The SEC Office of the Investor Advocate ("OIA") identified "problematic products or practices" and summarized steps the agency and self-regulatory organizations took to respond to investor concerns during the past year.

In a "Report on Activities," the OIA Investor Advocate identified "potentially problematic products or practices during Fiscal Year 2018" as reported by the SEC, NASAA, FINRA and the MSRB. These include, among others: (i) initial coin offerings, cryptocurrency and blockchain; (ii) a variety of scams and schemes (related to, e.g., regulator impersonations, Ponzi schemes, natural disasters and investments in "unicorns," binary options, oil and gas, marijuana, microcap stocks and real estate, among others); (iii) cybersecurity; (iv) investment fees and expenses; (v) suitability of wrap fee programs; (vi) registrations of third-party providers, marketers and gatekeepers; (vii) a variety of risks (e.g., trading on margin, data aggregation, disclosure, and use of credit cards); and (viii) other practices (e.g., pennying and prearranged trading in connection with primary offerings).

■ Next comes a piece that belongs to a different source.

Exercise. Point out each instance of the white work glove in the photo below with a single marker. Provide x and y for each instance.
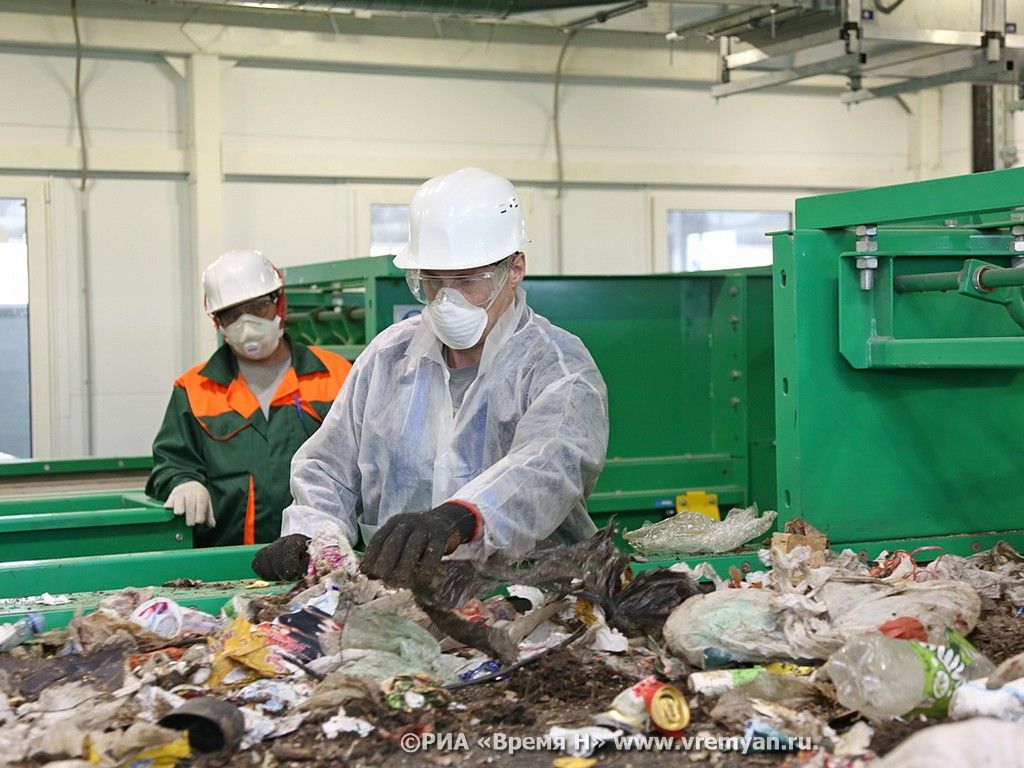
(192, 500)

In the report, the OIE focused on five key policy areas: public company disclosure, equity market structure, municipal market reform, accounting and auditing, and fiduciary duty.

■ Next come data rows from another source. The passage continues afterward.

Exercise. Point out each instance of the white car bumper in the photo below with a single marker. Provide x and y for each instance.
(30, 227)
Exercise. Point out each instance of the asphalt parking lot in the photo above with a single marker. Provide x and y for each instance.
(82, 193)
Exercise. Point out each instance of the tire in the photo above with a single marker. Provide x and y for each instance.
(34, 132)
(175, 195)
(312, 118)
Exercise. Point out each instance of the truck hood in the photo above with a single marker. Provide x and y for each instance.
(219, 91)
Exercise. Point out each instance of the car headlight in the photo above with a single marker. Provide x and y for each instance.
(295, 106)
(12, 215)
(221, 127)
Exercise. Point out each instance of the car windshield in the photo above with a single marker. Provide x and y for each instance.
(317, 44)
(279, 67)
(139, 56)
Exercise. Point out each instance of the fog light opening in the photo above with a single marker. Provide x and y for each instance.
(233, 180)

On some of the broader policy questions, the OIA:

  • approved of the SEC's current approach to ICOs, including its emphasis on the responsibilities of gatekeepers and others under securities laws;
  • encouraged FINRA to publicize the "data sets, models, and rankings" it uses to evaluate broker risk to help retail investors;
  • urged the SEC to prioritize reforming "outdated transfer agent regulations"; and
  • supported the continuing publication of investor education materials regarding the use of margin debt, although the OIA did not recommend any immediate regulatory changes.

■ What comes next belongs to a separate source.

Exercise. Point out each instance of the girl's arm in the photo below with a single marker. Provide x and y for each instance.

Investor Advocate Rick A. Fleming recounted specific steps the OIA took to address investor concerns. The OIA:

  • requested additional research on the impact of proposed amendments to modernize public company reporting requirements;
  • collaborated with SEC staff and several SROs to "encourage equity market structure reforms designed to enhance market resilience, efficiency, transparency, and fairness";
  • reviewed rulemaking proposals to reform the regulation of the fixed income markets and municipal securities markets;
  • supported the SEC's proposed amendments concerning enhanced municipal securities disclosure under Exchange Act Rule 15c2-12;
  • provided feedback in response to MSRB's draft amendments to rules on primary offering practices;
  • continued monitoring accounting and auditing standard setters:
  • urged the FASB to return to its earlier proposal for harmonizing its definition of materiality with "the courts, the SEC, and the PCAOB" due to investor concerns;
  • encouraged the SEC's attention to problems regarding non-GAAP financial measures;
  • monitored developments with respect to auditor attention requirements;
  • sought internal and external feedback on accounting and auditing issues;
  • assisted the SEC in researching how proposed Regulation Best Interest would affect investors; and
  • submitted a comment supporting FINRA's proposal to amend Rule 2111.

Mr. Fleming also stated that budgetary constraints affected some 2018 initiatives, including the agency's failure to "build out" the Ombudsman role and certain research functions.